Tuesday, 26 June 2012

Euro dips, EU summit seen giving little relief

The map of Europe is featured on the face of a one Euro coin seen in this photo illustration taken in Paris, January 31, 2012. REUTERS/Mal Langsdon
The map of Europe is featured on the face of a one Euro coin seen in this photo illustration taken in Paris, January 31, 2012.
Credit: Reuters/Mal Langsdon
TOKYO | Wed Jun 27, 2012 7:51am IST
(Reuters) - The euro inched lower on Wednesday and held near a two-week low hit the previous day, as hopes faded that a European summit would deliver concrete measures to ease the region's sovereign debt crisis.
A quick move toward the issuance of common euro-zone bonds looked increasingly unlikely after German Chancellor Angela Merkel was quoted saying Europe would not share total debt liability "as long as I live".

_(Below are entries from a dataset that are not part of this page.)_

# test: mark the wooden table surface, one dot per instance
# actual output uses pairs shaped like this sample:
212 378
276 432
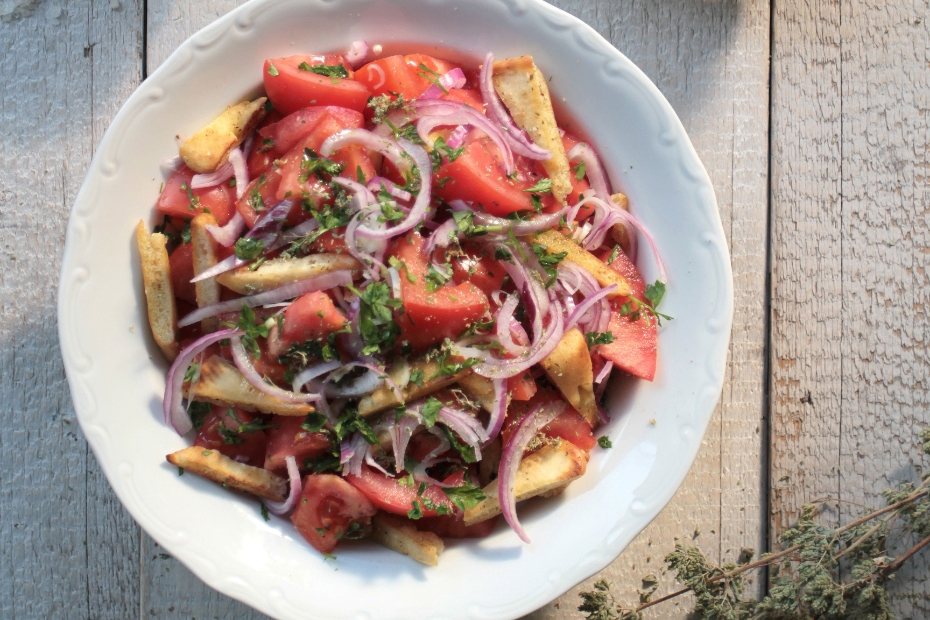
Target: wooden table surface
812 120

The summit is unlikely to alter the single currency's downtrend, said Daisuke Karakama, market economist for Mizuho Corporate Bank in Tokyo.
"I think the euro could see a break below $1.20 by year-end," Karakama said. "I'm focusing more on just how far it might go if it drops below $1.20," he added.
The euro eased 0.1 percent to $1.2485, inching back in the direction of Tuesday's trough of $1.24413 on trading platform EBS, which was the euro's lowest level since June 8.
The next major downside target is a two-year low of $1.2288 hit on June 1.
"Since short positions have piled up, the euro could rise sharply at some point, but I think you have to be careful not to be fooled by such a move," Mizuho Corporate Bank's Karakama said.
Against the yen, the euro dipped 0.2 percent to 99.12 yen, having hit a two-week low of 98.74 yen on Tuesday.
In addition to Merkel's comments, the euro had come under pressure the previous day after Spanish bond yields rose as demand at a bill sale fell despite the significantly higher returns on offer to investors.
The dollar dipped 0.2 percent to 79.39 yen, well below a two-month high of 80.63 yen hit earlier this week.
The yen held its ground although some market players say political uncertainty may weigh on the Japanese currency.
Gareth Berry, associate director of G10 FX strategy for UBS in Singapore, said investors outside of Japan so far seemed unsure about how Japanese politics might affect the yen.
"I guess international investors have been burned so many times by trying to trade dollar/yen around Japanese political events," Berry said.
"They are happy to watch the story unfold but unwilling to take positions, in FX at least," he added.
Japanese Prime Minister Yoshihiko Noda faces the risk of a split in his party that could trigger a snap election after his signature tax-increase plan cleared parliament's lower house on Tuesday despite its rejection by a group of ruling party rebels.